I see this image with the airport in the distance and the dashboard of the Fiat in the foreground, and I hear the sound of car tires as my father pulled off to the side of the road to get this shot. It is the audible shift as he moved from smooth, paved asphalt to caked earth and grass. I wonder why this shot is from the passenger seat rather than the driver’s seat, where he would presumably have been sitting. Did he shimmy across to the other side of the car or did he open the door and walk around it taking a deep breath before he opened the passenger door to sit down and frame this image?

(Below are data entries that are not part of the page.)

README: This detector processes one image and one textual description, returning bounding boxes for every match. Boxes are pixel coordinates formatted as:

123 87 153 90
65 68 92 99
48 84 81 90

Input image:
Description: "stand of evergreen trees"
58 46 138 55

Or was there someone else driving? Did that someone, possibly one of my father’s coworkers, step out of the car to find a quiet place to relieve himself and, thus, provide my father the moment he needed to compose this optical rumination on airports, cars, and modernity? What sonically charged forensics of twentieth-century image-making emerge when we begin to ask these questions?
“Who are these people?” asks my sister. My father responds: “The man on the left worked with me at the embassy. His name was Khanna, I think. He was a confirmed bachelor. He is standing with an Air India pilot and a woman who worked at the airport. I walked around the airport after the flight arrived and took a few pictures.” We quickly pass over this slide and onto the next during the slide show. It’s only years later that I find myself lingering on these sorts of images, the images of strangers that accidentally made it into our family spectacle, embedded in our archive. I wonder about these people that my father and, sometimes, my entire family briefly encountered. What happened to them in the years that followed? What lives did they live? Why was marking someone like Khanna as a bachelor important to my father?
The stately red carpet. I can hear it unfurling, two men in uniform rolling it out lengthwise until it reaches the edge of the staircase. The redness of the carpet is striking. It is as if the likeness of the carpet has resisted aging while the rest of the image has faded with time. What does this image portend and what will the next image be? The sound of the projector’s whirring motor grows louder as we fall into a hush. The click signals the image to come. Another place and time on our trajectory to the present—on our path to realize a subjectivity not yet determined, a subjectivity undoubtedly rooted in the national and simultaneously escaping its bounds.

References

Azoulay, Ariela. 2008. The Civil Contract of Photography. Cambridge, Mass.: MIT Press.

Benjamin, Walter. 1968. “The Work of Art in the Age of Mechanical Reproduction.” In Illuminations: Essays and Reflections, edited by Hannah Arendt and translated by Harry Zohn, 217–51. New York: Schocken. Originally published in 1936.

Campt, Tina. 2017. Listening to Images. Durham, N.C.: Duke University Press.